Staff Reporter
DIMAPUR, MAY 19
Acute shortage of manpower continues to afflict the state’s much maligned department of Excise, despite its status as one of the oldest, if not the oldest, machineries of the state government with a history that dates back to the days of the British Raj.
Regardless of such history, and a herculean task of enforcing the dry law since 1989, the state’s Excise department today has only 264 armed personnel, with 231 of them in the constable rank. With this ‘strength’ Nagaland pretends to wage war on illegal liquor, drugs and other intoxicative substances.
On Tuesday, the newly assigned parliamentary secretary of Excise, BS Nganglang was briefed of this anomaly, along with others, by the commissioner of Excise, Maongwati Aier here in Dimapur. With the establishment of Excise offices in all of the eleven districts, six sub-divisional offices and four check posts, the department is unable to provide minimum required strength in each of the offices, the parliamentary secretary was told.
“During the year 2011, the government had approved creation of 3 Excise district offices in Longleng, Kiphire and Peren (respectively). However only 6 posts of constable have been created for the 3 districts, which is far below the minimum requirement in each district.”
Aier proposed the parliamentary secretary to facilitate the creation 50 more posts of Excise constables, 3 posts of Superintendent of Excise and upgrade of 9 Inspectors to Deputy Superintendent of Excise, to boost the present strength.
The parliamentary secretary, BS Nganglang, in his brief address stated that the Excise department had been “sidelined” over the years by subsequent governments because of the “short-sighted interpretation of by government.”

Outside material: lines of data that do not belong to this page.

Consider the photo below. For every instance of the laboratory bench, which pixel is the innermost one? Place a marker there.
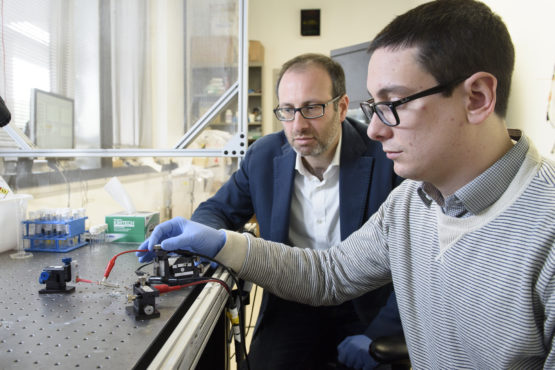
(94, 327)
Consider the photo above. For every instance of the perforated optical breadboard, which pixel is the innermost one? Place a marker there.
(92, 328)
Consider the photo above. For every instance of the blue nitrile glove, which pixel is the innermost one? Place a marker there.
(353, 352)
(179, 233)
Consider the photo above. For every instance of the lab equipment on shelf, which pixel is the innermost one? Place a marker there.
(54, 230)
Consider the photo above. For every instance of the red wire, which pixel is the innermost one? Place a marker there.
(163, 288)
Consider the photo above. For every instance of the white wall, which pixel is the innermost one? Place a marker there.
(532, 26)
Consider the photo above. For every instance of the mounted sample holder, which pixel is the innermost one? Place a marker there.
(55, 277)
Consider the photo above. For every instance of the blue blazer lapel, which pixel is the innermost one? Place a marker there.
(354, 181)
(284, 174)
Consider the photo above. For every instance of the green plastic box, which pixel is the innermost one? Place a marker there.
(131, 228)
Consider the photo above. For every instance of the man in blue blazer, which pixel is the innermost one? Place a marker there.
(304, 190)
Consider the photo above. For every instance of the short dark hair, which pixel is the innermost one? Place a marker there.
(455, 39)
(334, 69)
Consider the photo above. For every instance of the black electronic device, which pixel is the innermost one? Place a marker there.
(173, 270)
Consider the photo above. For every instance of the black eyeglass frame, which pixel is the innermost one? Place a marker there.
(392, 105)
(300, 110)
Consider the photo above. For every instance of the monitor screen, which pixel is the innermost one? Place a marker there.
(51, 120)
(354, 60)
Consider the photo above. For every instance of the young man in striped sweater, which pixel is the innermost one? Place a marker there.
(468, 240)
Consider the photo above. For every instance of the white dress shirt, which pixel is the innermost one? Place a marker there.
(314, 218)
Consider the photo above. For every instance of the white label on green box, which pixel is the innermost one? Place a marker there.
(134, 227)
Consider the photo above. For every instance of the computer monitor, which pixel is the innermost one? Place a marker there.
(52, 120)
(354, 60)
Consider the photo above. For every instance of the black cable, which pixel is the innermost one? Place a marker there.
(235, 280)
(252, 311)
(140, 273)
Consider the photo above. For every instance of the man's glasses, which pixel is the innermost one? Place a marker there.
(308, 111)
(387, 111)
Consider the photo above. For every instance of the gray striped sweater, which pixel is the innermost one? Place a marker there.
(474, 293)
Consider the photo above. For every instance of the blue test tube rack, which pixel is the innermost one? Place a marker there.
(54, 235)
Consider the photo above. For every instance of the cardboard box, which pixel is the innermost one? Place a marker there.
(132, 228)
(213, 51)
(256, 52)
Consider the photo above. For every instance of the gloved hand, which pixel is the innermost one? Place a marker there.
(179, 233)
(353, 352)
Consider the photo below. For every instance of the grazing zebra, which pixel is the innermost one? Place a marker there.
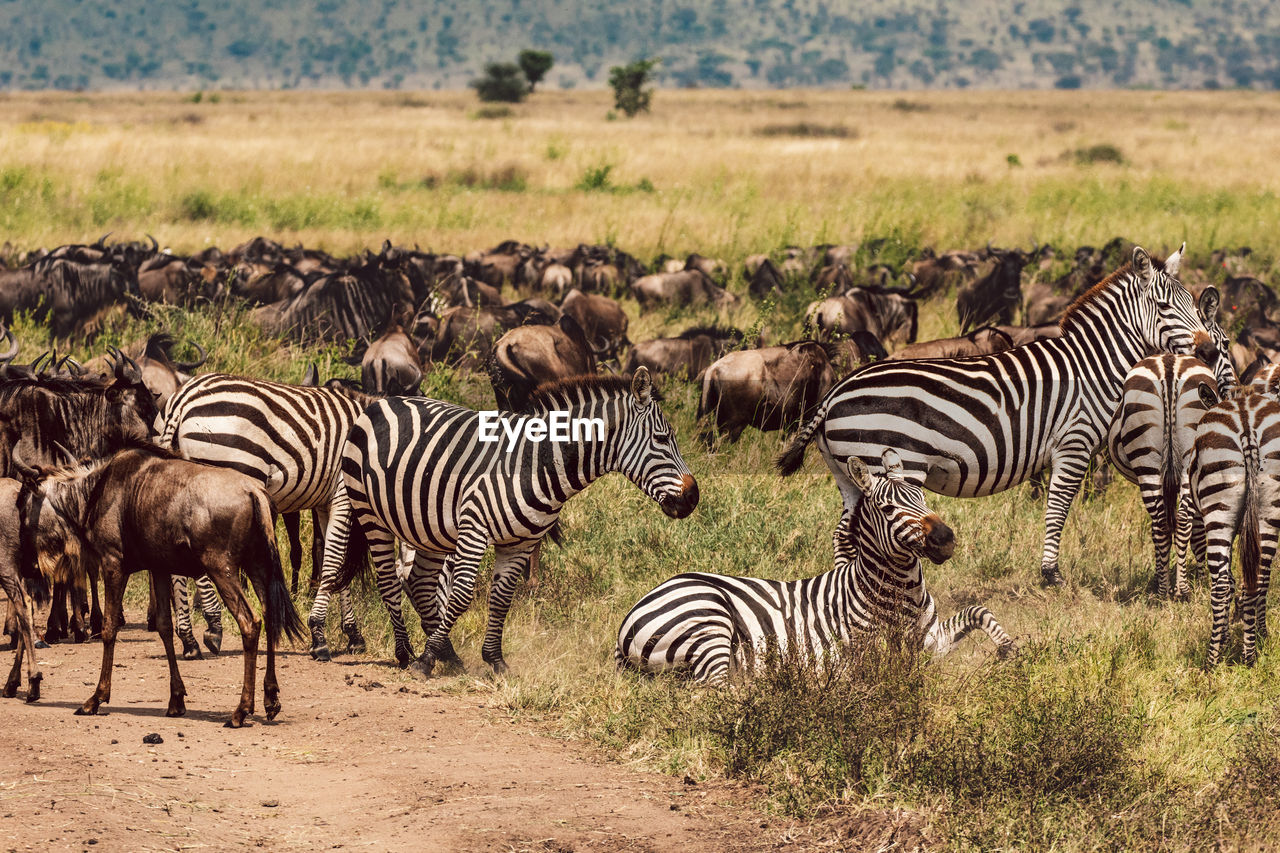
(1235, 482)
(982, 424)
(1151, 436)
(707, 624)
(287, 437)
(423, 471)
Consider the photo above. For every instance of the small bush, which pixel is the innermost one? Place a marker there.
(809, 129)
(1101, 153)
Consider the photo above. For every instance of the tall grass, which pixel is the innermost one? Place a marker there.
(1104, 733)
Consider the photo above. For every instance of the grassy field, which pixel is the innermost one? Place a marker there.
(1104, 733)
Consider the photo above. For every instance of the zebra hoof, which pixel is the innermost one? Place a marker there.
(424, 665)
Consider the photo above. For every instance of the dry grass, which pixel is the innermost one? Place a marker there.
(346, 170)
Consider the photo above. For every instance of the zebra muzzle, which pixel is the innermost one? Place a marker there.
(680, 505)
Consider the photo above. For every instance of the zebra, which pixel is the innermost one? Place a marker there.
(423, 471)
(1151, 436)
(709, 624)
(1235, 483)
(977, 425)
(287, 437)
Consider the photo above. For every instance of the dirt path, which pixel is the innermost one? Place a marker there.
(350, 763)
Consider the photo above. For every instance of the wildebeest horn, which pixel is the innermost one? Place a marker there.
(5, 357)
(71, 456)
(192, 365)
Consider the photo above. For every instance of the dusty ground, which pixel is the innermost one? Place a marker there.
(359, 758)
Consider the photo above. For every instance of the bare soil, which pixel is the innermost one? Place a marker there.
(360, 758)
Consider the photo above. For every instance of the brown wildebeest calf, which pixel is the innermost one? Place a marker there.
(149, 510)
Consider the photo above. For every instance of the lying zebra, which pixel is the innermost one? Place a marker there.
(707, 623)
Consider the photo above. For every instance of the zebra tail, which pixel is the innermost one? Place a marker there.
(792, 456)
(277, 602)
(1251, 547)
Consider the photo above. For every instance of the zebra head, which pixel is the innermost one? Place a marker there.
(1171, 323)
(1223, 369)
(648, 455)
(892, 519)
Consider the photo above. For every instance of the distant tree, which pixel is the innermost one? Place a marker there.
(629, 86)
(535, 64)
(502, 82)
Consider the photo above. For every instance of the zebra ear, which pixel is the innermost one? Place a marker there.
(641, 384)
(892, 464)
(1142, 265)
(859, 474)
(1208, 304)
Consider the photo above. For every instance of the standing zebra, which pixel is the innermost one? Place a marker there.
(1235, 482)
(423, 471)
(287, 437)
(1151, 437)
(707, 623)
(978, 425)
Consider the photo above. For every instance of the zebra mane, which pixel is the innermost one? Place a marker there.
(1096, 292)
(574, 388)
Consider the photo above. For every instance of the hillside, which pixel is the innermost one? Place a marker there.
(755, 44)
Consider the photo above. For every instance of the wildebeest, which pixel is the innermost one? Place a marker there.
(91, 416)
(982, 341)
(996, 296)
(684, 287)
(529, 356)
(688, 354)
(891, 315)
(392, 365)
(602, 320)
(149, 510)
(768, 388)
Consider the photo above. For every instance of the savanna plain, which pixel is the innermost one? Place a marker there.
(1102, 733)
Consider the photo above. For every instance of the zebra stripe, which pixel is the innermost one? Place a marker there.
(978, 425)
(415, 469)
(1150, 442)
(709, 624)
(287, 437)
(1235, 483)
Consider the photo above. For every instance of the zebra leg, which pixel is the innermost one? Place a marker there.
(213, 609)
(510, 565)
(337, 533)
(182, 609)
(428, 589)
(1069, 466)
(470, 548)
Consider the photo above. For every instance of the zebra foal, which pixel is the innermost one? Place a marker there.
(977, 425)
(709, 624)
(1235, 483)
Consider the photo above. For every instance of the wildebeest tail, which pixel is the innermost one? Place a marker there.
(278, 610)
(792, 455)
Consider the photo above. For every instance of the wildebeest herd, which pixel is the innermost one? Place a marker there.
(131, 463)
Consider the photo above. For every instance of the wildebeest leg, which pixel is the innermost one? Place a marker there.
(291, 532)
(182, 606)
(508, 568)
(113, 592)
(213, 611)
(470, 548)
(424, 589)
(19, 609)
(164, 626)
(227, 580)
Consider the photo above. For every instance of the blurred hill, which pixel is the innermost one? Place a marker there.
(758, 44)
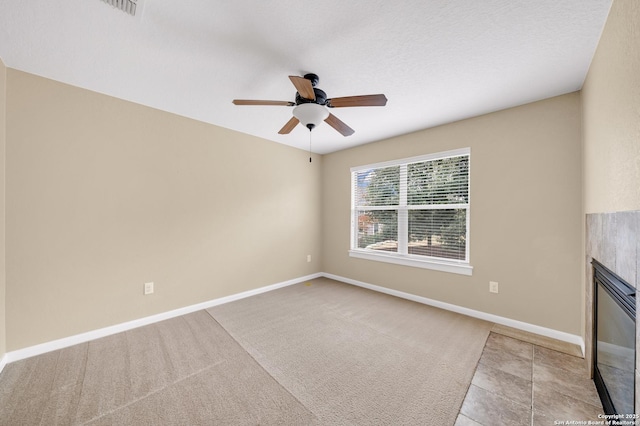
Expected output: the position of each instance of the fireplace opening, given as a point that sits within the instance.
(614, 338)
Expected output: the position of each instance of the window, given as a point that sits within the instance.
(413, 211)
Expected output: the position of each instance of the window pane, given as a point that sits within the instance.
(378, 230)
(438, 233)
(444, 181)
(378, 187)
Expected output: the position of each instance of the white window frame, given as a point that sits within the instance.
(402, 257)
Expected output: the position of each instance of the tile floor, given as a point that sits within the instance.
(520, 383)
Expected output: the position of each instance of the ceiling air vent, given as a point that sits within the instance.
(128, 6)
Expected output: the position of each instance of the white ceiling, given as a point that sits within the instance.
(437, 61)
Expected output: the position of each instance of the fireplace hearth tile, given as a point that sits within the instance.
(626, 246)
(607, 255)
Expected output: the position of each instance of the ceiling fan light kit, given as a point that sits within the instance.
(310, 115)
(311, 105)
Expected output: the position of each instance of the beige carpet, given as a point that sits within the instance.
(325, 353)
(354, 356)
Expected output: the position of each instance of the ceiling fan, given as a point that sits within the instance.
(310, 106)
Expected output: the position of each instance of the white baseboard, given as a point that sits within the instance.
(3, 362)
(118, 328)
(531, 328)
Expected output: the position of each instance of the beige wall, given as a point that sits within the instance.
(104, 195)
(525, 214)
(611, 115)
(3, 127)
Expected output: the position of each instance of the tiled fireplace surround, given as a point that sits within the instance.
(614, 240)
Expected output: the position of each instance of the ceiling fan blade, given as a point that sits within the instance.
(339, 125)
(255, 102)
(364, 100)
(303, 86)
(289, 126)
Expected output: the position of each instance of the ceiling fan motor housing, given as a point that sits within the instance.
(321, 98)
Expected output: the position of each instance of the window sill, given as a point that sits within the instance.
(408, 260)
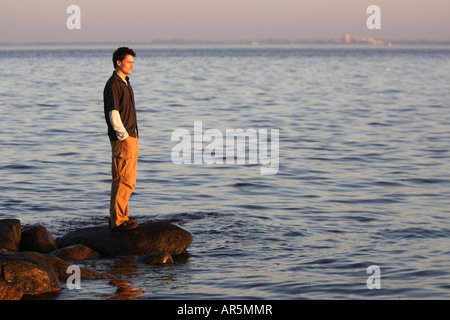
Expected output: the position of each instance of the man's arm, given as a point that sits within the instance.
(116, 123)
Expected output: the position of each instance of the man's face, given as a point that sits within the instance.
(126, 65)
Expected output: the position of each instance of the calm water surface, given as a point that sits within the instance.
(364, 175)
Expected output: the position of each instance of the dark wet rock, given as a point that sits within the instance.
(37, 238)
(149, 238)
(159, 258)
(10, 235)
(29, 275)
(9, 292)
(76, 252)
(60, 266)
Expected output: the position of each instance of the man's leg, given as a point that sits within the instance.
(123, 168)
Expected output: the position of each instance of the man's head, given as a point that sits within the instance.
(123, 60)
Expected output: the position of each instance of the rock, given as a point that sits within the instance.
(149, 238)
(37, 238)
(10, 235)
(160, 258)
(76, 252)
(9, 292)
(29, 275)
(60, 266)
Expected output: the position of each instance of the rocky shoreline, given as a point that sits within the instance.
(32, 262)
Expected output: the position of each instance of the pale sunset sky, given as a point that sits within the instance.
(221, 20)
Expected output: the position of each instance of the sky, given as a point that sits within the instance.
(221, 20)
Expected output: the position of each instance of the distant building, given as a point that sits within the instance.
(347, 39)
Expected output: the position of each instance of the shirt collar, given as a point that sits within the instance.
(119, 78)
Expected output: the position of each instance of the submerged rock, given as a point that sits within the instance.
(159, 258)
(9, 292)
(149, 238)
(60, 267)
(76, 252)
(10, 235)
(29, 275)
(37, 238)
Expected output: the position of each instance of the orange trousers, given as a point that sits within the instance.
(124, 170)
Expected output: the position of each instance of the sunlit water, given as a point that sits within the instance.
(363, 179)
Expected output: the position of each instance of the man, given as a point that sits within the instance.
(120, 116)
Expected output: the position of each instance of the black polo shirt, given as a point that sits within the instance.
(119, 96)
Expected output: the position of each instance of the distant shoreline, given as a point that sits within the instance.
(267, 42)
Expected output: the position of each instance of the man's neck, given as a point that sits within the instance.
(122, 75)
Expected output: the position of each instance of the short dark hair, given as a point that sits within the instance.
(121, 53)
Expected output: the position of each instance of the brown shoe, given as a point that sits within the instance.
(127, 225)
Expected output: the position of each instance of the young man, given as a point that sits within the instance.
(120, 116)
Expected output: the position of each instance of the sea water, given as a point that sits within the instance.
(363, 177)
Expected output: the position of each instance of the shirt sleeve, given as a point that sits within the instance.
(112, 97)
(116, 123)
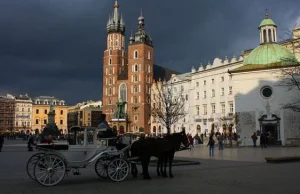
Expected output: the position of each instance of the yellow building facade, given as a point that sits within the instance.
(41, 108)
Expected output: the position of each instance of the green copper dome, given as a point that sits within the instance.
(271, 54)
(267, 22)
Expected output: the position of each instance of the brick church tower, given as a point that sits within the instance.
(127, 77)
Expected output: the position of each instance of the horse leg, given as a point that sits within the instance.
(171, 157)
(165, 166)
(162, 160)
(145, 162)
(134, 170)
(159, 161)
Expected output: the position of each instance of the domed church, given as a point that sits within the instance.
(260, 90)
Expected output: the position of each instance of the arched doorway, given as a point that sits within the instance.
(154, 129)
(122, 131)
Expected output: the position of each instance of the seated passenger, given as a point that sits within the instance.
(107, 131)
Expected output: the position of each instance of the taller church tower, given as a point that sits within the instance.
(115, 60)
(140, 74)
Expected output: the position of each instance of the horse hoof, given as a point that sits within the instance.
(147, 178)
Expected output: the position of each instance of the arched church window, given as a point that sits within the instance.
(265, 35)
(136, 68)
(123, 92)
(270, 35)
(135, 54)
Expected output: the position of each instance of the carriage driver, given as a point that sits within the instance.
(103, 124)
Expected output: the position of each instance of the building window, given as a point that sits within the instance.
(230, 90)
(223, 107)
(135, 68)
(135, 55)
(197, 110)
(222, 91)
(109, 91)
(123, 92)
(230, 107)
(213, 93)
(135, 89)
(205, 109)
(135, 78)
(213, 108)
(222, 79)
(135, 100)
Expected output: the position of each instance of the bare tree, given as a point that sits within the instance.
(227, 123)
(167, 104)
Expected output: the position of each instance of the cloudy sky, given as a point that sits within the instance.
(55, 47)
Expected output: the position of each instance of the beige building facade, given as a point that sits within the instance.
(41, 108)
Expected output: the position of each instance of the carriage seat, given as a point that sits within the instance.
(53, 146)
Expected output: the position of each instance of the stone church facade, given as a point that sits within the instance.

He said that it was a mistake of the government to “assume” that the introduction of dry law would render the “Excise department jobless.”
Nganglang felt that the problems faced by the state Excise department today were due to the “initial steps taken by the government of the day, which went wrong.”
He also asked his department officers to ensure that “nobody is discriminated” in matters of transfer and posting. “Some (employees) always work at the directorate while some are treated as if they were born to be posted at remote areas,” he observed.